No cerca, del otro lado de la acera pero aún así dio la pauta para que Michael
no pudiese avanzar más allá del umbral, y al final, Wayne tomó de mi brazo para
conducirme con cautela hacia la puerta del copiloto del automóvil mientras que,
utilizando mi abrigo, traté de enfundar mi barriga dentro de él. Por la hora,
comenzaba a hacer un poco de frío.
Michael,
importándole menos que pasaban por ahí esas personas, rió.
—Y ni creas que ese abrigo
disfrazará la barriga, Rach.
Subí, y a
través de la ventanilla le dirigí una mirada letal. Como respuesta, un perfecto
guiño recibí de su parte y tras una sonrisa orgullosa, mi más favorito gesto
que venía de él, desapareció. Wayne entró, y pronto encendió el motor para
marcharnos.
Pronto
transitamos por una de las avenidas principales y el tráfico se comenzó a
acentuar. No me importó. Corroboré que aún quedara tiempo y, más que nada,
tener un poco de tiempo para pensar, asimilarlo todo de nuevo, era lo que
ansiaba más.
Esperaba poder
comprender que ya no podía aguardar ni un poco más, que mi embarazo iba por el
final, y que sin más tiempo para nada tenía que afrontar aquello que odiaba y
entonces, se llegaría el momento. Si mi padre lo sabía, me juré día y noche, ya
nada me ataría, y rogaba que de alguna manera eso lograra terminar con todo ese
temor que mi inseguridad me impregnaba. Con la inseguridad de no conocer su
reacción manteniéndome sometida, con lo frágil que se había vuelto la situación
por esperar, y aún así planeándolo todo como si aquello que estaba a nada de
hacer fuera la decisión correcta. La más adecuada.
Si él no
lo sabía, simplemente no iba a estar en paz. Si él no lo concebía, sería el
maldito infierno.
Cuando
Wayne buscó aparcar, dejé un suspiro salir. Llegábamos puntual, y aún con un
par de minutos de sobra me puse a mirar la marquesina del ostentoso lugar. Salían
y entraban personas, en su mayoría hombres de alta edad, algunos fumando, otros
más mal encarados. Jamás había visitado el sitio y me juraba cada vez que lo
veía al transitar la ciudad que ni en sueños lo visitaría.
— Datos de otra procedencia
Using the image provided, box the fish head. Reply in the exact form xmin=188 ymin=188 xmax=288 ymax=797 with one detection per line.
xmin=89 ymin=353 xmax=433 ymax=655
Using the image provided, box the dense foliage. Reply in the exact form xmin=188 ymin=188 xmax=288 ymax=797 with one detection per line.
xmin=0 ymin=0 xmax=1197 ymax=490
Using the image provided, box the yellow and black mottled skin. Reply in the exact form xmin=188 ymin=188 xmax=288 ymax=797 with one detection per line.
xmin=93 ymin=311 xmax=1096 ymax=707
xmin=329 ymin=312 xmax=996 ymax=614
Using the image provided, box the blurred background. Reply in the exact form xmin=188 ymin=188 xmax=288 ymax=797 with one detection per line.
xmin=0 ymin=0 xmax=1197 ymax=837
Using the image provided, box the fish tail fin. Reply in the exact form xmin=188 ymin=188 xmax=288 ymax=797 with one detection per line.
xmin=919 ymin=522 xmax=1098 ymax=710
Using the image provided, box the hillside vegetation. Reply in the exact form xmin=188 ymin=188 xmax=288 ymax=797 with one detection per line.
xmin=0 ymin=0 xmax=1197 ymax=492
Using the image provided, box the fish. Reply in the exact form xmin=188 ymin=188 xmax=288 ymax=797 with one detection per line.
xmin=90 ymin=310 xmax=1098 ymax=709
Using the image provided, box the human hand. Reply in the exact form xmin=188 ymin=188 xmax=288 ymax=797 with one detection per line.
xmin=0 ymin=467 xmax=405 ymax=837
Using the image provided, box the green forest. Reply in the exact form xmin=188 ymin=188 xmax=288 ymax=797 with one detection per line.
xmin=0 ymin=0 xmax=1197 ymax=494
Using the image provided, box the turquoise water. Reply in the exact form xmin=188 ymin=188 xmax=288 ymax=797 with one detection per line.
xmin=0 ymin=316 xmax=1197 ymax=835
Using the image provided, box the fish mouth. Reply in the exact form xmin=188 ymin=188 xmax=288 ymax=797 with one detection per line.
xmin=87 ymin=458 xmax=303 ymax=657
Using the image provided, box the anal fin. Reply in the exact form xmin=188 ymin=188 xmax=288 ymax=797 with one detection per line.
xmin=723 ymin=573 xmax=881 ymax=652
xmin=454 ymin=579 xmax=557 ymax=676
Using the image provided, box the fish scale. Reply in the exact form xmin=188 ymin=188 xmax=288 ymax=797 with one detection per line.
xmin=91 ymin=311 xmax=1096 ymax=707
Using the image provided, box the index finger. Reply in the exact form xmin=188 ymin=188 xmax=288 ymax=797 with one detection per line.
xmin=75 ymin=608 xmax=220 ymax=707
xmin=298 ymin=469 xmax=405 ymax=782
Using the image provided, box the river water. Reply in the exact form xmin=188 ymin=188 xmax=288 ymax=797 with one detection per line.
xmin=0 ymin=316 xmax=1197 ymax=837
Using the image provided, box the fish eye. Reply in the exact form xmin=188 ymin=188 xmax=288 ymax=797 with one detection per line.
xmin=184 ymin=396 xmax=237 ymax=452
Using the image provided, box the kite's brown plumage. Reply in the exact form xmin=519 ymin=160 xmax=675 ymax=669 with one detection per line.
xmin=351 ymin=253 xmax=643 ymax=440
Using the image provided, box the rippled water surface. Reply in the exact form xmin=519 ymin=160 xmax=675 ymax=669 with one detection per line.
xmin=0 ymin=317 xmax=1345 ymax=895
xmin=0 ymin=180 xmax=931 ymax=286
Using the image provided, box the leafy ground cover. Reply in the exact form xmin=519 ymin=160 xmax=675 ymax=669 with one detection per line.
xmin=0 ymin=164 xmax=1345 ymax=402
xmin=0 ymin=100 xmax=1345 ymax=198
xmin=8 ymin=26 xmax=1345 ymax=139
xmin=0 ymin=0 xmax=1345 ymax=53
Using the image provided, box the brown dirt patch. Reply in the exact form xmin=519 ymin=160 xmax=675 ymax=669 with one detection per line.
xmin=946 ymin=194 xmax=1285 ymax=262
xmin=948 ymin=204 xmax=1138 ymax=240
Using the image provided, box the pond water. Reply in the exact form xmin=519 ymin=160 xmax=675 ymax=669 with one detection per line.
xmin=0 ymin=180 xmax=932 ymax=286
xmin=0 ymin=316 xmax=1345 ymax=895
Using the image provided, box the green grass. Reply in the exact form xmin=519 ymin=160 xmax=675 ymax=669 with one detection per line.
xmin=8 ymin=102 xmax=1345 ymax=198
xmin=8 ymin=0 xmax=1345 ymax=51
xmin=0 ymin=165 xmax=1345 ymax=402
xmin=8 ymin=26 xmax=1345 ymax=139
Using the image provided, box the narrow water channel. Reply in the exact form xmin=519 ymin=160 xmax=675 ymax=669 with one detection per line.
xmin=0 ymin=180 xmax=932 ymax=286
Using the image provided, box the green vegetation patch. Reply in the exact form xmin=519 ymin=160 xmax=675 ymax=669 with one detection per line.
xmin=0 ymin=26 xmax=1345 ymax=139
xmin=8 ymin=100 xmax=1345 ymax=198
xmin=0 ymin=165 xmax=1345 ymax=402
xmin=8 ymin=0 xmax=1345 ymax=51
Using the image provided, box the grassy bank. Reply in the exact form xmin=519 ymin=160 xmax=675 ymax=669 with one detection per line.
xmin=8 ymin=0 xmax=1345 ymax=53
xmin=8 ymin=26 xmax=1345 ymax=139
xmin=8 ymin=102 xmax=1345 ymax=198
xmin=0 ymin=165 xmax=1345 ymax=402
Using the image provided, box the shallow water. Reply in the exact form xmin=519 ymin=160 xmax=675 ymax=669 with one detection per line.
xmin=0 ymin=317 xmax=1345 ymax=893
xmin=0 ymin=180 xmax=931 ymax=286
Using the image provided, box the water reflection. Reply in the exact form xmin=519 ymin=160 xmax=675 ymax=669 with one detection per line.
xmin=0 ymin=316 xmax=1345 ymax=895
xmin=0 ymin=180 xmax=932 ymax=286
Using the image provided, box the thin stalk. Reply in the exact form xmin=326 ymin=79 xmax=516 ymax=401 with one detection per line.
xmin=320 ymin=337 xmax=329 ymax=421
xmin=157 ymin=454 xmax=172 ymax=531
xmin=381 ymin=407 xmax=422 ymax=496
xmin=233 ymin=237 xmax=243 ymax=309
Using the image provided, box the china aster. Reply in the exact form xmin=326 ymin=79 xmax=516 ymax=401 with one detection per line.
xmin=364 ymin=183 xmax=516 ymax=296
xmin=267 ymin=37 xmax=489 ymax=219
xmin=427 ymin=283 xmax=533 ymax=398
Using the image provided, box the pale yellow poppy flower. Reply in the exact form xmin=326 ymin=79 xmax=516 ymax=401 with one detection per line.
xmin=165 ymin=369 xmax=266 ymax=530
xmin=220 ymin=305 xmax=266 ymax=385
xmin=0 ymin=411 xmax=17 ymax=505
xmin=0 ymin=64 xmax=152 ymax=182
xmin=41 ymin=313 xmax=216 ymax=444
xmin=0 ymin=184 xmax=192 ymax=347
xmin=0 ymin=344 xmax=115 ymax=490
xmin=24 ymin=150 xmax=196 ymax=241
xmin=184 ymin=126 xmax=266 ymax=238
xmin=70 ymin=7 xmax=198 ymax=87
De pronto una voz
interna me hizo un tono de reprensión, quizá no había sido tan buena idea dejar
que papá hubiese elegido el restaurante.
Pero
quería complacerlo, quería hacer de todo lo humanamente posible para no
encender su mal humor, y así sería.
—Yo no me
moveré de aquí—con un respingo, miré a Wayne a un lado de mí, luego de que me
había distraído—. Esperaré aquí hasta que haya terminado la cena.
Aquello
me tranquilizó. A pesar de que con la sonrisa que salió, sentí mis dientes
titiritando. Aún estaba nerviosa como el demonio.
—Órdenes
de Michael, ¿No es cierto?—inquirí, desatando lentamente mi cinturón de
seguridad.
Aferró el
volante de forma impasible y sonrió. Parecía que no sabía qué más añadir.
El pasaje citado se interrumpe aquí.